473,394 Members | 2,168 Online
Bytes | Software Development & Data Engineering Community
Post Job

Home Posts Topics Members FAQ

Join Bytes to post your question to a community of 473,394 software developers and data experts.

No latin9 in Python?

I noticed that Python does not understand the codec alias names
latin7 = iso8859-13, latin9 = iso8859-15
(see http://docs.python.org/lib/standard-encodings.html).

Particularly latin9 is pretty popular here in Western Europe since it
contains the Euro symbol (contrary to latin1).

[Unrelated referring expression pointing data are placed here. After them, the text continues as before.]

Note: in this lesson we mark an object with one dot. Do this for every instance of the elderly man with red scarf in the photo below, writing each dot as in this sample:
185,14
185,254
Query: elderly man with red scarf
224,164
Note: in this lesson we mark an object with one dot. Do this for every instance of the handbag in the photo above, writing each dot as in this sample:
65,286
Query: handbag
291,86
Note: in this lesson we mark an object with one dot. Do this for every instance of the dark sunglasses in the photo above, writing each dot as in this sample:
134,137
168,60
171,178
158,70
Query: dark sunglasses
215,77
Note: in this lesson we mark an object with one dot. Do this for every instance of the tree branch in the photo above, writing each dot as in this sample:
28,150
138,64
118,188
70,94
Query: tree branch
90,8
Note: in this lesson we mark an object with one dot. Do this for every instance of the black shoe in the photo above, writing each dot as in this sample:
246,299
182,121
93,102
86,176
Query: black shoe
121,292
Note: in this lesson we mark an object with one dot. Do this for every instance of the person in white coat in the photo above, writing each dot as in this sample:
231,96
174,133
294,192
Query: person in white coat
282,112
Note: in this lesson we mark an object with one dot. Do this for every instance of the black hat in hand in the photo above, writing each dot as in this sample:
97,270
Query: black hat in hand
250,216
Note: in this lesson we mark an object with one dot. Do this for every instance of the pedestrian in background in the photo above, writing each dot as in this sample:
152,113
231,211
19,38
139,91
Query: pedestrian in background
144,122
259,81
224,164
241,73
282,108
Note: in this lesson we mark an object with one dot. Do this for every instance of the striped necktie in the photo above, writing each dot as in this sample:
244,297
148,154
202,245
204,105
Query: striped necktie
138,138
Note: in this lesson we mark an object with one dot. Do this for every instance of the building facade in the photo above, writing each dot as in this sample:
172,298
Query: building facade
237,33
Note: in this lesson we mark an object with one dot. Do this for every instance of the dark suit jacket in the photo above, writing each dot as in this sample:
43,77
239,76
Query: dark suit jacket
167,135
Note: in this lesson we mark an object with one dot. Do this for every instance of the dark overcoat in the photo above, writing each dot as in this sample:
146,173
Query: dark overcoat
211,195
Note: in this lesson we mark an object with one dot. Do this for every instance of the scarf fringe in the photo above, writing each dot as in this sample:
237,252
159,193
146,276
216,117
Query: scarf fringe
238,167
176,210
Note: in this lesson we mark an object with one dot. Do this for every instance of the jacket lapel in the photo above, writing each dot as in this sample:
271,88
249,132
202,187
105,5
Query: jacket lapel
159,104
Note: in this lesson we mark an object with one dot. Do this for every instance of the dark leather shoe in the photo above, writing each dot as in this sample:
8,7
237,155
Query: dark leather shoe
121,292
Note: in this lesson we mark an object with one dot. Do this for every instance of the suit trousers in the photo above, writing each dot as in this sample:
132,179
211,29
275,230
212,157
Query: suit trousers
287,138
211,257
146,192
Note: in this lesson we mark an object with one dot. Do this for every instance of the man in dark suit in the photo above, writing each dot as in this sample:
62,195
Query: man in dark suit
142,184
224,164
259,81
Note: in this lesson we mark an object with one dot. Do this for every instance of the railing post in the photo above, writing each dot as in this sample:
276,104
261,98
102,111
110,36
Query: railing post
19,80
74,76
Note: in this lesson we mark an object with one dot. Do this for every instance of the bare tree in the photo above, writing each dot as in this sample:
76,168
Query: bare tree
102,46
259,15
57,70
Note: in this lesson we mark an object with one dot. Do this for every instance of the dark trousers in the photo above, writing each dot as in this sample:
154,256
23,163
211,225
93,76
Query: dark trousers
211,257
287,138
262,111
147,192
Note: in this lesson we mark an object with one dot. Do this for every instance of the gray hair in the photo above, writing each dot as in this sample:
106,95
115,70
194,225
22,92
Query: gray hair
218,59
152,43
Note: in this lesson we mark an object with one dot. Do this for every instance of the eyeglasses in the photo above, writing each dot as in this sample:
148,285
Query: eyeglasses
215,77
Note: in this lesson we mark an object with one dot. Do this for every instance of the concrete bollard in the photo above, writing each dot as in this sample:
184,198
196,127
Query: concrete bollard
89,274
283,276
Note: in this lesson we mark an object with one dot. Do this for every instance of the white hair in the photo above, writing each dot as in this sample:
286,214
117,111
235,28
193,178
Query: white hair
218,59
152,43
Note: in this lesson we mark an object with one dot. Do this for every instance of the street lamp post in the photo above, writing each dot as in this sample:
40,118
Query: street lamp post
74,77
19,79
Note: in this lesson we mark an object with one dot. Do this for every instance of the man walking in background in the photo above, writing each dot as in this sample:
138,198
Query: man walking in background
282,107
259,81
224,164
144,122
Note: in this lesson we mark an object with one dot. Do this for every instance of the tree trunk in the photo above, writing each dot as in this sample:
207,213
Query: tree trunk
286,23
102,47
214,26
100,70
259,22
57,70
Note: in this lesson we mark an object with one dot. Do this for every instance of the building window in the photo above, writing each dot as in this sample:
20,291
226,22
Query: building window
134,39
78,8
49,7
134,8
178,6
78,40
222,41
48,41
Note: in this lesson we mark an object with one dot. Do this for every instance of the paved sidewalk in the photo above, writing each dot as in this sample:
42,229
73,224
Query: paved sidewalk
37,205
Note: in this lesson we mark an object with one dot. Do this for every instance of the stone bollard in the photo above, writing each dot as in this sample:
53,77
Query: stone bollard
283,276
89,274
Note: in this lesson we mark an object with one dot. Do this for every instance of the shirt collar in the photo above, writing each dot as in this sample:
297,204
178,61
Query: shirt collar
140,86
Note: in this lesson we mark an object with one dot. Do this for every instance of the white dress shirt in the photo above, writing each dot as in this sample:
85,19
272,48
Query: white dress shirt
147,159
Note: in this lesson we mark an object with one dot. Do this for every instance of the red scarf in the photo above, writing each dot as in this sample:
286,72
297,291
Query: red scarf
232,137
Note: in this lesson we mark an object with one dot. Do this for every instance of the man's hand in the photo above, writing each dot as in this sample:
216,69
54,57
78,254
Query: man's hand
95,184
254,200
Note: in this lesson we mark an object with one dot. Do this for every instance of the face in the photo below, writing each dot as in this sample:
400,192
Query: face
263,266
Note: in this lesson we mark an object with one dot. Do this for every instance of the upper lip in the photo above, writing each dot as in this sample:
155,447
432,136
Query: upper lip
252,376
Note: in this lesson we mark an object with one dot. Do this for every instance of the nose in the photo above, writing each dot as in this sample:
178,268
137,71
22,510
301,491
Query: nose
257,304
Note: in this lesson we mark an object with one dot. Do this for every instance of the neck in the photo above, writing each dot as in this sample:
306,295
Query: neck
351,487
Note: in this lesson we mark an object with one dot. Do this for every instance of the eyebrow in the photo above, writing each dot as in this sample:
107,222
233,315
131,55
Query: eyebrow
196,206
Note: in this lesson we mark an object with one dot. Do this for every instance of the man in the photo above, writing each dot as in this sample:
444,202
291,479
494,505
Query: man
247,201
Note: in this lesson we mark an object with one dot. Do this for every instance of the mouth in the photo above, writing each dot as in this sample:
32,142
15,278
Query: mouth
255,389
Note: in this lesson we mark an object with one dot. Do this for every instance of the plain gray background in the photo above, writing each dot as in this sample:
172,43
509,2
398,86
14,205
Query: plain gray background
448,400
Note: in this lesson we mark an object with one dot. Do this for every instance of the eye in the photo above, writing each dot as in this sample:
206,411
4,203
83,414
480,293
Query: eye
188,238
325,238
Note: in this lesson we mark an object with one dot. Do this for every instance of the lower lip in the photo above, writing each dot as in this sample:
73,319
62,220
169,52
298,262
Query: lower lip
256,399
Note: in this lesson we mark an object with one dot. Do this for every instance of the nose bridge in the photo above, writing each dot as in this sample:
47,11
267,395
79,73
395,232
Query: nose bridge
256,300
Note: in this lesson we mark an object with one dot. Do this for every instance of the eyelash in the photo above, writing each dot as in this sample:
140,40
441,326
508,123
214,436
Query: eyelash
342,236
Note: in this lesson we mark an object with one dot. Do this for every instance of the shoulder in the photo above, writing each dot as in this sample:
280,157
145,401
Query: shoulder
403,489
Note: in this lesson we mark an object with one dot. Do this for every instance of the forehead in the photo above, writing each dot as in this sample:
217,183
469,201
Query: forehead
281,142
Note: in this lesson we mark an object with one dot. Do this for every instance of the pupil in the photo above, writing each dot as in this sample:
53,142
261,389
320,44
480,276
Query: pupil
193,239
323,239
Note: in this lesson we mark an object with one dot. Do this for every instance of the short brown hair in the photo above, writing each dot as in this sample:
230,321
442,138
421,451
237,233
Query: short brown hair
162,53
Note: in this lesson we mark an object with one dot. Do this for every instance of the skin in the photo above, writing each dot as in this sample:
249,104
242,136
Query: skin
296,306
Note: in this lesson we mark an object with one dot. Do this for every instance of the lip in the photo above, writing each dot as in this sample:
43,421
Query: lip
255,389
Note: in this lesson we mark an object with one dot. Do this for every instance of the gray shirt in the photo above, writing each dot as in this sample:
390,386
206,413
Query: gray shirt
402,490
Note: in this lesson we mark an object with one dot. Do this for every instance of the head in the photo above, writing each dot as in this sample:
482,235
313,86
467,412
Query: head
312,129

According to the Wikipedia (http://en.wikipedia.org/wiki/ISO-8859), the
latin7 and latin9 aliases seem to be official, at least they are widely
used an accepted. In PostgreSQL, LATIN9 is even the name of the charset,
and iso8859-15 is the alias name:
http://www.postgresql.org/docs/8.2/s...#CHARSET-TABLE

Is there anything speaking against adding these as aliases? If no, I
would submit a patch. (Also, Python does not support the
latin10=iso8859-16 charset. I could try to add that as well.)

-- Chris
Dec 6 '06 #1
5 1242
Christoph Zwerschke wrote:
I noticed that Python does not understand the codec alias names
latin7 = iso8859-13, latin9 = iso8859-15
(see http://docs.python.org/lib/standard-encodings.html).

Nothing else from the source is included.